While price wars only create lose-lose situations, competitors’ prices and offerings cannot be ignored either. However, it is crucial hoteliers take a long-term, strategic approach to competitor pricing. In the long run this will be far more profitable than impulsive pricing decisions, which only have short term benefits.
Strategise for success
Once hoteliers know where their property sits in relation to competitors, management can start putting strategies together to find the optimal set of prices to generate demand and maximise profit. To minimise the reliance on reducing room rates to attract customers in a competitive environment, hoteliers should look at ways to increase their competitive advantage through enhancing their value offering, including during periods of low demand. This should also include targeting specific customers, with price and value to capture a range of markets. The positioning of key products to key market segments is a vital aspect of dynamic pricing.
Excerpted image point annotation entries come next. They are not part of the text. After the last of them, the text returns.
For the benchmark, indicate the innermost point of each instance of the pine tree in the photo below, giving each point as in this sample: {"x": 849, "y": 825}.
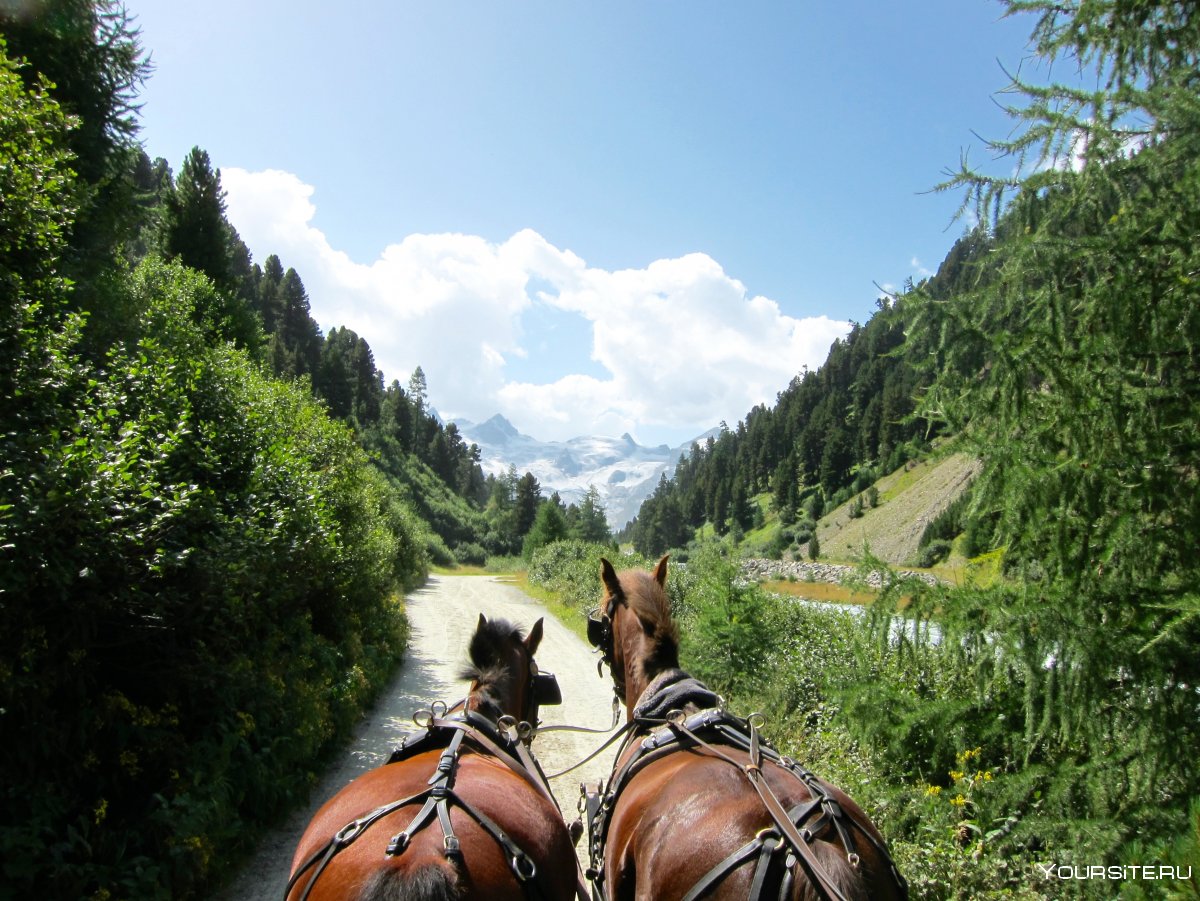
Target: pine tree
{"x": 1069, "y": 366}
{"x": 197, "y": 232}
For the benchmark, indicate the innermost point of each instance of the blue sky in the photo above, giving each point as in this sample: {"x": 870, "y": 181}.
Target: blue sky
{"x": 592, "y": 217}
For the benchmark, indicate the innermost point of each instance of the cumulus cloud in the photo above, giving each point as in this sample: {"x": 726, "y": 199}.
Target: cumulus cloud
{"x": 678, "y": 344}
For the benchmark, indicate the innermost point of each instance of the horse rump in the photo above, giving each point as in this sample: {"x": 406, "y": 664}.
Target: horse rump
{"x": 432, "y": 882}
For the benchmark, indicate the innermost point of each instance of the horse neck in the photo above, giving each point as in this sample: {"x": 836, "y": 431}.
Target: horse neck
{"x": 640, "y": 666}
{"x": 490, "y": 702}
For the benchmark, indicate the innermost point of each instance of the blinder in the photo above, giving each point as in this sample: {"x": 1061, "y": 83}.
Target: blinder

When demand is on the rise, hoteliers considering increasing their prices accordingly must look at where they sit alongside their closest competition and remember that the only way to operate at higher rates than competitors is to deliver true value that cannot be matched. It is crucial that additional value is emphasised to potential customers—otherwise a hotel risks losing potential guests to the competition.
Any changes in price should be monitored closely for impact on levels of demand. This information can then be used to control demand accordingly, using daily revenue management and pricing strategies.
Price it right
The uptake of web and mobile technologies over recent years has made it possible for customers to find the cheapest prices quickly and easily for a hotel room in any location. This situation has only intensified price competition across the region and made it more important than ever that your hotel truly understands who its competitors are and is setting its rates accurately in relation to its operating environment.